Training a robot used to mean juggling four separate NVIDIA models - Cosmos Predict for world generation, Cosmos Reason for scene understanding, Cosmos Transfer for controlled output, and Cosmos Policy for action generation. Cosmos 3 collapses all four into one.
NVIDIA released Cosmos 3 on June 1 in two sizes: Nano (16 billion total parameters) and Super (65 billion total parameters). Both use a dual-pathway design where one pathway handles autoregressive reasoning - understanding text, images, and video - while the other handles diffusion-based generation, the iterative process of refining noisy data into clean output. The two pathways share a single forward pass rather than operating as separate models.
The architecture uses what NVIDIA calls Mixture-of-Transformers (MoT), which routes different modalities - text, images, video, audio, and robot action signals - through specialized parameter sets while keeping everything inside one unified model.
Six Task Modes, One Checkpoint
Cosmos 3 handles six distinct configurations from a single set of weights: text-to-video generation, video-to-text description, forward dynamics (given an action input, predict what the world looks like next), inverse dynamics (given before-and-after video, infer what action caused the change), and full policy modeling (given an image and a text instruction, output both the next video frame and the next action to take).
The Nano variant runs on workstation-class hardware like the RTX PRO 6000. The Super model requires NVIDIA Hopper or Blackwell datacenter GPUs, putting it in reach of labs and companies doing large-scale synthetic data generation rather than individual developers.
Six Datasets Released Alongside
Along with the model weights, NVIDIA released six synthetic training datasets on Hugging Face: robotics simulation scenes, physical interaction data from Isaac Sim, spatial reasoning problems, digital human motion, autonomous driving scenarios, and warehouse operations footage. These are intended as fine-tuning datasets - starting points for teams adapting the base model to specific robots, environments, or tasks.
The model integrates into Hugging Face Diffusers via Cosmos3OmniPipeline, and post-training scripts are available in the Cosmos Framework GitHub repository.

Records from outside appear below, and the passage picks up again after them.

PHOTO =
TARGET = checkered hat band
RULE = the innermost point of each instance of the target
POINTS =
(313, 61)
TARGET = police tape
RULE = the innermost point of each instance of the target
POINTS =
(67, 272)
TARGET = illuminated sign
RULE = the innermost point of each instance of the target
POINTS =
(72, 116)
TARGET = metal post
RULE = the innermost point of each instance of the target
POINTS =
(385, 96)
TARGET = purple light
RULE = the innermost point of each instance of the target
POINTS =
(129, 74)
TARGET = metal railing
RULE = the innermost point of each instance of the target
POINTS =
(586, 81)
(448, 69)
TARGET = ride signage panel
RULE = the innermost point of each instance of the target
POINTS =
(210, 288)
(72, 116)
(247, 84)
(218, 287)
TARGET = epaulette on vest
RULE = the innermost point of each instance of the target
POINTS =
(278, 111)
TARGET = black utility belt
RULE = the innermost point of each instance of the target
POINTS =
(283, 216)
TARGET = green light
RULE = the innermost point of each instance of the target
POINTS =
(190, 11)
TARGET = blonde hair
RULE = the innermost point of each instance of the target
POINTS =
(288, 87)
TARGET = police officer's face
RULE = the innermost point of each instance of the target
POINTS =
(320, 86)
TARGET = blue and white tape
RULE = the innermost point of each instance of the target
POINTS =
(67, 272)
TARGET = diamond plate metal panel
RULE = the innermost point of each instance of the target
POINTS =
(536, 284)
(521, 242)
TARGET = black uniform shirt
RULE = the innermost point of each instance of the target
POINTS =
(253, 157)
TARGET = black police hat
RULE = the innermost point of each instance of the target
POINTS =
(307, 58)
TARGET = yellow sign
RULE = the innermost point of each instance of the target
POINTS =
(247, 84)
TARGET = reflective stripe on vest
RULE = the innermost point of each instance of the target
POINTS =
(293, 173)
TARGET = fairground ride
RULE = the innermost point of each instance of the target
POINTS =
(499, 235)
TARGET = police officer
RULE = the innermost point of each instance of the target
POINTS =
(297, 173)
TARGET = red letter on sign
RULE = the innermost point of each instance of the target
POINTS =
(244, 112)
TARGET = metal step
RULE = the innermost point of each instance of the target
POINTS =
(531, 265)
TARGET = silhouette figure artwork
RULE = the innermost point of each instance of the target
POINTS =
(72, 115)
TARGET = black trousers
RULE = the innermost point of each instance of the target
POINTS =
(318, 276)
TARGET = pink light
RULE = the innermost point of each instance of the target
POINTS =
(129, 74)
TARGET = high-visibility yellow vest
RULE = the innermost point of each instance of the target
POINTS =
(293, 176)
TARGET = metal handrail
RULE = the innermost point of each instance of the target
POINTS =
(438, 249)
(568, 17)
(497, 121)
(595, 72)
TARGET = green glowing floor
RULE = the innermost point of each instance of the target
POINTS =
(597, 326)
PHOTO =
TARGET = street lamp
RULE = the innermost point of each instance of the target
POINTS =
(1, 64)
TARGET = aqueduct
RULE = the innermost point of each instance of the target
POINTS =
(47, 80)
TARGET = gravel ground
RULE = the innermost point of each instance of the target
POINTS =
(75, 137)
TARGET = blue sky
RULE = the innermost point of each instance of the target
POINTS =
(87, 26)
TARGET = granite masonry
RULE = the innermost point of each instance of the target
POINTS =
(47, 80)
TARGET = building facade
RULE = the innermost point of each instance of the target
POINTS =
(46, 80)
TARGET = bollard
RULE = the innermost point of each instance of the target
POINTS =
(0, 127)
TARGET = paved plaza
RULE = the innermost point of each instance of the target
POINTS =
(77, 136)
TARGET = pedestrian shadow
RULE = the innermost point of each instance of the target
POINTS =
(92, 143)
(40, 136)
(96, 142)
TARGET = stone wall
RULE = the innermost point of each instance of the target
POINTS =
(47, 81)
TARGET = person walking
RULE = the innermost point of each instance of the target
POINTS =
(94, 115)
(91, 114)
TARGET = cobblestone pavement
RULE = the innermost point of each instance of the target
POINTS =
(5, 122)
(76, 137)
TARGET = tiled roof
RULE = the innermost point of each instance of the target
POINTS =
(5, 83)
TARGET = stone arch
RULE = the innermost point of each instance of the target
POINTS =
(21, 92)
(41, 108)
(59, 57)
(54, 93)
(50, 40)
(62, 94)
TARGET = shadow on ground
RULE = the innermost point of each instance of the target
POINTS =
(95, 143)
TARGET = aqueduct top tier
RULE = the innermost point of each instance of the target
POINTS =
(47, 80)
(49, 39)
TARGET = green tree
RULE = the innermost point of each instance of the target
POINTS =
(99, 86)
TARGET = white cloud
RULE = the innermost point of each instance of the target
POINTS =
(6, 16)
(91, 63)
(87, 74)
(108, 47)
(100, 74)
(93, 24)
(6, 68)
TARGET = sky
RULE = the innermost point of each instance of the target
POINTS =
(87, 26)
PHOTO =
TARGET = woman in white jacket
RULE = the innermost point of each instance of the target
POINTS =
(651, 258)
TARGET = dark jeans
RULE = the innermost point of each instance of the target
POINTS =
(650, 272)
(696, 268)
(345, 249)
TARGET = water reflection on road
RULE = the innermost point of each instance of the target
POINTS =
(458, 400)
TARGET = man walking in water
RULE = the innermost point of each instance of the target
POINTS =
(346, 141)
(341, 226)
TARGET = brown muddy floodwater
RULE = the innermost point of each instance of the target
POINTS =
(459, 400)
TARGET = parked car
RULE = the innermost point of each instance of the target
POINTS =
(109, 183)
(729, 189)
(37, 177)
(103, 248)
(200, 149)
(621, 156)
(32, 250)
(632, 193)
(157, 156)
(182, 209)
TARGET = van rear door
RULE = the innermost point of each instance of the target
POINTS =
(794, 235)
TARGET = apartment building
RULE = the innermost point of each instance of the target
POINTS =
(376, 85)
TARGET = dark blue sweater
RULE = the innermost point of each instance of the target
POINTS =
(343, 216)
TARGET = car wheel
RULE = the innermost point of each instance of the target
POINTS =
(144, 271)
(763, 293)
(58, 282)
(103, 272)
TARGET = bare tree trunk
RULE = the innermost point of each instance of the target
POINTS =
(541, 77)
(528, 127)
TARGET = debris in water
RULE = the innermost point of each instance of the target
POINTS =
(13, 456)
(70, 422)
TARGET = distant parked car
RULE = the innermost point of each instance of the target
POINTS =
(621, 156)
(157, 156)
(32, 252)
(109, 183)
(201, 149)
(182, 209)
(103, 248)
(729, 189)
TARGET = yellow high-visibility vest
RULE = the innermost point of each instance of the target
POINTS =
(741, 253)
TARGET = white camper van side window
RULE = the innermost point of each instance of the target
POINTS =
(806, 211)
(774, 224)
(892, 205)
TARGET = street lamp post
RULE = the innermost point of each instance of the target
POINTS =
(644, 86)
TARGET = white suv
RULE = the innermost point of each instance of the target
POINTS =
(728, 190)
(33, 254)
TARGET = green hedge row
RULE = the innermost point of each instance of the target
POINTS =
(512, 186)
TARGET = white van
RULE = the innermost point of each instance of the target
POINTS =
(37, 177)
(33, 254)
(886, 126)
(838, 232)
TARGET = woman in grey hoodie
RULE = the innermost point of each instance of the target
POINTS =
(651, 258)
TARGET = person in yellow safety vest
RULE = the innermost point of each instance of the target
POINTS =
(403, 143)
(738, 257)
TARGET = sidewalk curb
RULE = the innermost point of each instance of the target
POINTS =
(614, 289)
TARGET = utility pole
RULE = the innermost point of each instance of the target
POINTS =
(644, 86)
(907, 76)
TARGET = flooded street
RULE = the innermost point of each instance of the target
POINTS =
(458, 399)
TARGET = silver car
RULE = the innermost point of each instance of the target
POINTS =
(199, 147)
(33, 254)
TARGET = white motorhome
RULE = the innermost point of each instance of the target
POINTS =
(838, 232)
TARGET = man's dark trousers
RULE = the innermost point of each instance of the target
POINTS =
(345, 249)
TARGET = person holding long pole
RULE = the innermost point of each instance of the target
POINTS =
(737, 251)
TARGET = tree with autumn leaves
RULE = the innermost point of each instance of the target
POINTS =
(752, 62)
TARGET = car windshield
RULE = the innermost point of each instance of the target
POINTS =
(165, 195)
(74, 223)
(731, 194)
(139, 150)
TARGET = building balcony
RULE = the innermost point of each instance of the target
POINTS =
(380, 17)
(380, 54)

A full technical paper is available from NVIDIA Research.
For robotics and autonomy teams, the practical argument is real: maintaining four model checkpoints, coordinating their inputs and outputs, and paying inference costs four times over is operationally expensive. Whether a single omni-model actually matches four specialized ones at each subtask is the harder question, and that will take production deployment to answer.